J’eus pour copain un type très étonnant : Jim Haynes. Cet Étasunien avait déserté l’armée pour ne pas combattre au Vietnam, s’était d’abord fixé en Grande-Bretagne où, ami de Yoko Ono, la future femme de John Lennon, il avait été l’une des deux ou trois figures de proue du mouvement hippy, avant de s’installer à Paris. Il vivait de manière passablement décalée, ce qui ne l’empêcha pas de travailler comme tout enseignant qui se respecte à la fac de Vincennes.

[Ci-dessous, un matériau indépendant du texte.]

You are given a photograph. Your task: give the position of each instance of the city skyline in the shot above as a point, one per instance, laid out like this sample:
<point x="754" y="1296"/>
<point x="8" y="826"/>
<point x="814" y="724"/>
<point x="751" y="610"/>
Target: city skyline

Je fréquentai également Jean-Michel Palmier – ami et traducteur d’Ernst Jünger (dont, heureusement, il ne partageait pas les idées) – l’un des bosseurs les plus phénoménaux que j’aie jamais rencontré.
Je suivis par ailleurs les cours de Conor Cruise O’Brien, universitaire et homme politique irlandais, farouche indépendantiste, et ceux d’Anthony Sampson qui, avec son Anatomy of Britain Today, avait écrit la bible des civilisationnistes britanniques des années soixante. Auteur d’une bonne vingtaine d’ouvrages de références, Sampson écrivit la biographie autorisée de Nelson Mandela dont il était l’ami. Sa mort à l’âge de soixante-dix-huit ans me causa beaucoup de peine. Enfin, j’eus comme bon copain Geoffrey Cannon, que j’invitai à venir faire des cours à Vincennes. Geoffrey était journaliste au Guardian, avant de prendre la direction de la rédaction du Radio Times, l’hebdomadaire de la BBC. Il était l’un des proches du Beatle Paul MacCartney. Il me donna de précieux conseils lorsque je rédigeai la partie de L’autre Angleterre consacrée à la pop music. Divorcé de sa femme qui avait la garde de leurs trois enfants, il vivait à l’époque avec Teri Mc Luhan, l’une des filles du plus grand et du plus controversé sociologue des médias de l’époque, le Canadien Marshall Mc Luhan.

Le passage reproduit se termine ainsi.